Know the suppliment completely and make sure that you are up to date on instruments (you could pass an instrument check ride now). The MEI is just like your multi add-on except that you are flying from the right seat and teaching as you go. Also, there is a drag demo you will have to run through. The II course is close to your instrument check-ride. Which location are you going to attend? I would review the JEPPS instruction in the front of the JEP pack. That is an excellent instrument review.
I am afraid ATP doesn't tell you much. I sign up and I go. Which approaches should I be planning on? Should I make lesson plans? I am scheduled at Fort Lauderdale. I am confident in ATP and their quick program but you dont get much info from thm besides show up on your scheduled date. I guess I will bring the PTS and other things I know I need for a checkride.

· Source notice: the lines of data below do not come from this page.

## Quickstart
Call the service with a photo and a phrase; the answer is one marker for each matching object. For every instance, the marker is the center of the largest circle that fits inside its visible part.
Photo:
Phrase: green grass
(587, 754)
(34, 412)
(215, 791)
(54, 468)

I am in the same situation...I'm taking the 5 day CFII/MEI course in January.
I too am curious as to what preperation to do before getting there. I feel I'm already very familiar with the Seminole supplement. What else should I do? I remember when getting my initial CFI I studied like crazy making lesson plans, etc....Should the same be done before I get to ATP? Any suggetions from people who've completed the 5 day program would be greatly appreciated.
Hey pscraig, I am going to ATP in Manassas. It would have been cool to have a member of JC as my instructor though!! Do you know any of the instructors at the Manassas location?
As far as preperation goes, I'm getting ready for the 4 day multi rating next week. I've gone over the supplement many times. I've also flown the approaches on MS flight simulator for familiarization. As for the CFII/MEI that I'll be doing in January, I really haven't done more preperation than going over the supplement. I hope to get some more insight once I'm up there for my 4 day multi. I'll let you know if I find out anything in regards to the 5 day instructor program.
For an MEI, I'd try to get a Seminole POH and study the systems and procedures in depth. Also be prepared to give a lesson plan on a multiengine topic such as a Vmc demo.
For the CFII training, be extremely proficient in approach procedures and cockpit management. If you have never flown a GPS approach, spend time now learning about them. Garmin has a PC simulator for the GNS430 that will show you every feature of the unit, and will save you a lot of frustration if you can use its basic features when you arrive.
A book that I highly recommend is "The Complete Multiengine Pilot" by Bob Gardner. I read it before coming to ATP, and find that my students who have read it before arriving breeze through the oral exam.
I have compiled a 31-page packet of ground school info, checklists, and forms for arriving students that complements the supplement. It's too big to email however.
Also, after your first flight try and get some "cockpit time" in the airplane, just running through checklists and getting familiar with the locations of the various switches and controls.
I did the MEI, CFII course just over a year ago. I went in prepared with lesson plans and knowing the POH info. I also got the approach plates prior to the rides. I was very happy and thought it went well. I just recently returned and did my ATP ride. I did the ATP training with a fellow JC instructor and did the checkride with the same examiner I did the MEI, CFII with.